There is an additional option for organisations who need to integrate their system with external credit agencies to get a customer’s credit report. This option is called SAP Cloud for Credit Integration. This service relies upon the previously mentioned additional licence, but comes with the added advantage of out-of-the-box connections with up to 30 credit agencies, such as Dun and Bradstreet. More information can be found in this SAP Help link.
The following flow chart shows the process flow.
Credit agencies also offer organisations a “monitoring service”, which means that if any relevant customer data changes, the agency can send a credit report to the organisation without the organisation having requested it explicitly.
Biller Direct – A good record keeper
One of the most important ways to increase the cash inflows is for the bill-to party and biller to co-operate with each other to solve disputes on an invoice. SAP Biller Direct provides an efficient function for this scenario. Biller Direct is a customer portal, accessed here, where companies can provide their customers the option of displaying their invoices online. Customers can use this function for maintaining their user data, paying and settling their invoices, displaying their invoice documents in HTML or PDF format and making queries or complaints. Biller Direct displays open bills, credits, paid bills and payments. This SAP capability helps business to increase cash inflows.
To avoid delay in payment, the bill approval functionality can be activated in the customer’s user data in SAP Biller Direct. During billing, a payment block is then set automatically for documents posted in SAP accounts receivable accounting. This payment block is removed only when the customer has verified and approved the bill in SAP Biller Direct. Customers can also a make a query about their invoices, credit memo, or partial payments. The accounts receivables team resolves this query once they analyse the issue. When customers log a complaint, a dispute case will be registered which can be handled by using SAP dispute management capabilities.

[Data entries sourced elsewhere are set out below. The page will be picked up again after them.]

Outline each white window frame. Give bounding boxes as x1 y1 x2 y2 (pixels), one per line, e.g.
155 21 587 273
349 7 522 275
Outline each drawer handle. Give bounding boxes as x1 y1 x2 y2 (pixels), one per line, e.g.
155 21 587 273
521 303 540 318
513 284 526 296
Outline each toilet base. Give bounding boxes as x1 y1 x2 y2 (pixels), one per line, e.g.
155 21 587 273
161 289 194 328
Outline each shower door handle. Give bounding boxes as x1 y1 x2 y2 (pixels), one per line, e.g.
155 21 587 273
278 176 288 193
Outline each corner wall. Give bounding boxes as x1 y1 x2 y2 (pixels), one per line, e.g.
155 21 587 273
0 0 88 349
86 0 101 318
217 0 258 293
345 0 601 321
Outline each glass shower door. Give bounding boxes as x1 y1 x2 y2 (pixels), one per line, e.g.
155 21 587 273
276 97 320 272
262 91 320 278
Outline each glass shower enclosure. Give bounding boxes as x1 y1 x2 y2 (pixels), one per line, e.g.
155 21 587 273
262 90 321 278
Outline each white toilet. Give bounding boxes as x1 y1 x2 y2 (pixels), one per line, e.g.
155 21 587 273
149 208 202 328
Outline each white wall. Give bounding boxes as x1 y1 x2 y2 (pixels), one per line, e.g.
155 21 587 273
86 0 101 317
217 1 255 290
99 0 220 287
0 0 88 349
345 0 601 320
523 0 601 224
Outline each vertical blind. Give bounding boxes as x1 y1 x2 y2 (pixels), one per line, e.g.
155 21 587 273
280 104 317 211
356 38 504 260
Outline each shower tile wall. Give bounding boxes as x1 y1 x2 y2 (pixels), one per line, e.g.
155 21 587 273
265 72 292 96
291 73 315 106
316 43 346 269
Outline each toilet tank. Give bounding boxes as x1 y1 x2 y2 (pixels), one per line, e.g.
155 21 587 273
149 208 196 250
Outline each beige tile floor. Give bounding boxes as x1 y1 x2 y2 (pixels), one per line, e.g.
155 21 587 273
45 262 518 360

This has integration with FI and Biller Direct.
Fiori accounts receivable overview page
The power of S/4HANA can be leveraged in the accounts receivable space by utilising the Accounts Receivable Overview, a new Fiori overview page available from S/4HANA version 1809 onward. This overview page allows users to access quickly all the relevant AR apps in Fiori from a central cockpit. Like standard Fiori apps, filters are available for limiting the data shown, as well as useful navigation between apps.
To ensure you are paid promptly for your services or goods, your accounts receivables team should work closely with the Credit, Disputes and Collections Management teams in an integrated way. A well-designed receivables process increases sales and minimises the risk of bad debts – even in difficult periods. For this, innovative technology and efficient book-keeping helps. Sellers must be aware of collections problems based on the history of customers so they can be avoided before collection problems arise.